La tarde cayó y con ella, también la fuerza de voluntad del pequeño sordo de apenas seis años, que se levantó de su puesto de centinela y recorrió el pasillo hasta la cortina que fungía como puerta para la habitación de su madre (en el camino, pisó con pies descalzos el líquido carmesí sobre el suelo y esto le provocó un escalofrío: estaba frío y gelatinoso): la encontró colgada a una de las viejas vigas de madera que sostenían las láminas del techo, con una soga alrededor del cuello.
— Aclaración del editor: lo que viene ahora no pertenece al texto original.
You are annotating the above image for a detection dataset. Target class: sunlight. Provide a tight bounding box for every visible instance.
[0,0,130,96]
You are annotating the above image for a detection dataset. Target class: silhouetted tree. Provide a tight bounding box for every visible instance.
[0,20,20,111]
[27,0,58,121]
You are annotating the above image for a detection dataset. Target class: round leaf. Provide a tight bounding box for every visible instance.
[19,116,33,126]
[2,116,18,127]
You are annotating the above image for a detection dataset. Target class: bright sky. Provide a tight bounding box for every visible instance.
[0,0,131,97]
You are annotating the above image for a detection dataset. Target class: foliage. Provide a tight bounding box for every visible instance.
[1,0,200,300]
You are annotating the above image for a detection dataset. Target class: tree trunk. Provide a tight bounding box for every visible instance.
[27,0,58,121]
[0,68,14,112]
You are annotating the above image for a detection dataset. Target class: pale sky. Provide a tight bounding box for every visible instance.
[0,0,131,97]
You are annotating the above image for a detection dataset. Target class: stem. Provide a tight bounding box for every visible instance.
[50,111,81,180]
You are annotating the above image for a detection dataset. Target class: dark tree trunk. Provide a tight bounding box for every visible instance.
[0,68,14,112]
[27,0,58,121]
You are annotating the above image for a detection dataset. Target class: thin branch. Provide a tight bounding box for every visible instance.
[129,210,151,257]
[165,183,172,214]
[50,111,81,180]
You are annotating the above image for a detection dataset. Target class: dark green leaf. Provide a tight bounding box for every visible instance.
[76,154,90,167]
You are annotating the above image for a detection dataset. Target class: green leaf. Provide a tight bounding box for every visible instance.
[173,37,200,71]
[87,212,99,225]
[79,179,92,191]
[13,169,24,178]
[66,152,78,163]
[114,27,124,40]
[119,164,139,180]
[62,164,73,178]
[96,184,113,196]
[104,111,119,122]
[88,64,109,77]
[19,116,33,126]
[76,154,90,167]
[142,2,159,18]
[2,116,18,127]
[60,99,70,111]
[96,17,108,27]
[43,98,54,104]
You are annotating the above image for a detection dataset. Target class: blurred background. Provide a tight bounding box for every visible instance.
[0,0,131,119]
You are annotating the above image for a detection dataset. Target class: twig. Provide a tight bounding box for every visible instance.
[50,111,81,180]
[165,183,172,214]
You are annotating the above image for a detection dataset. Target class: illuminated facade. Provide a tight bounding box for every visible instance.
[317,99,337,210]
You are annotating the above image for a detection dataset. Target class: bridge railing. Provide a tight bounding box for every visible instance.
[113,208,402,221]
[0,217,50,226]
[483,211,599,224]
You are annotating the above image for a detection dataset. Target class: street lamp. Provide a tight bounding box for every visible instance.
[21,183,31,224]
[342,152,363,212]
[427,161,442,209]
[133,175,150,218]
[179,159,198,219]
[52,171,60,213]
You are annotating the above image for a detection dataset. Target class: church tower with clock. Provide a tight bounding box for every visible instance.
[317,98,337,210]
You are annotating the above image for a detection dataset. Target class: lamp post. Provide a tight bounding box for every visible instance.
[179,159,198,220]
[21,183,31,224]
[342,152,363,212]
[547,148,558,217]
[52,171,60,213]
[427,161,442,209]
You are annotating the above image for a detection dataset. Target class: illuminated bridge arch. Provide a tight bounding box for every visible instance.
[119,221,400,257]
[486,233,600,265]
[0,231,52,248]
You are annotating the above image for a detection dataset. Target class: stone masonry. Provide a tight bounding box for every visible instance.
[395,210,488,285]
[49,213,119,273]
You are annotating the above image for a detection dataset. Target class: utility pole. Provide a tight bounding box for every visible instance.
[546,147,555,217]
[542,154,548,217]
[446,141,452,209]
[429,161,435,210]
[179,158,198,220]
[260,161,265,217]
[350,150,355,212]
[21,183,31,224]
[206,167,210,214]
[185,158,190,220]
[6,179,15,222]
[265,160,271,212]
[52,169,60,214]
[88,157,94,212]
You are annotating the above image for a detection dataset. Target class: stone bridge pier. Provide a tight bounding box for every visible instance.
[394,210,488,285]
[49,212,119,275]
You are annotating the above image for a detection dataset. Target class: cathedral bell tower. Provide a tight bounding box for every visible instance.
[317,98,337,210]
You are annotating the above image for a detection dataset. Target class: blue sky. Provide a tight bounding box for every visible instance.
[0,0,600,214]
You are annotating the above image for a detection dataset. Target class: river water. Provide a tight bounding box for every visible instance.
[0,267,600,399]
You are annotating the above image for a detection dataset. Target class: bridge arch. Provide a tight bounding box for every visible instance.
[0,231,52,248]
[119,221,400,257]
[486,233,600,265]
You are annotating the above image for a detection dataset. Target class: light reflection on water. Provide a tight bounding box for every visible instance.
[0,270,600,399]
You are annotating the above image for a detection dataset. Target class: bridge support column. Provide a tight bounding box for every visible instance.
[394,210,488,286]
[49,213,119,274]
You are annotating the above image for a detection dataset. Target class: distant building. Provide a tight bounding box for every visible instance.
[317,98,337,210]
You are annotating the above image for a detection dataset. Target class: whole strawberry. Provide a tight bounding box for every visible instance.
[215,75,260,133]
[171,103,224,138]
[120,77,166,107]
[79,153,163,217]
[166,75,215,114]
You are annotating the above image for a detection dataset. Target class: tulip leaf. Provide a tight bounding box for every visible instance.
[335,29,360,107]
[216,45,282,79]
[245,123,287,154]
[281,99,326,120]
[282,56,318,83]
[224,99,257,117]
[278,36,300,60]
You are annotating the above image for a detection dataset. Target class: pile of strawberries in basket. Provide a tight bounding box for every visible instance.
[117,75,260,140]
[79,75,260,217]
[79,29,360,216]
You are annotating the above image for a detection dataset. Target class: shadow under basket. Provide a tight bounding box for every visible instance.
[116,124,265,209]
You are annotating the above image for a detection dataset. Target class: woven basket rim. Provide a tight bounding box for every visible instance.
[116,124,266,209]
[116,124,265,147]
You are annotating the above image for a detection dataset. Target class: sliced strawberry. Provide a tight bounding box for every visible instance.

Pero tampoco conocía el concepto de la muerte y su mente buscó darle un significado a lo que veía, con las escasas herramientas que poseía: así concibió a su madre dormida, flotando tranquilamente en un extraño columpio, descansando del dolor. Como él, en el parque, cuando adolorido y exhausto de tanto jugar, se sentaba al lado de su madre buscando el cobijo que tanto le gustaba. Se acostó sobre el viejo y roído colchón justo debajo de los pies colgantes. Y ahí pasó los días y las noches sin importar el hambre, la sed o el insoportable olor que despiden los cuerpos al descomponerse, hasta que una mañana ya no volvió a despertar. Los cadáveres no fueron encontrados sino hasta el invierno, cuando los encargados de la cobranza decidieron embargar la precaria propiedad.

El hallazgo fue noticia nacional y todo mundo opinó sobre el asunto; algunos culpaban al gobierno, otros más atrevidos señalaban al sistema, mientras los más perdidos revictimizaban a la madre aunque ésta apenas tuviera 17 años y viviera solamente con su hijo en uno de los barrios más pobres del país; del novio jamás se habló. Dos meses después ya nadie recordaba lo sucedido, ahora la sociedad se daba a la nobilísima e importante tarea de discutir sobre la infidelidad de un par de famosos. Y así, las vidas de Carlos y su madre quedaron enterradas en algún lugar de la indiferente memoria colectiva, en el ir y venir de la existencia: como hojas secas en un día lluvioso de otoño.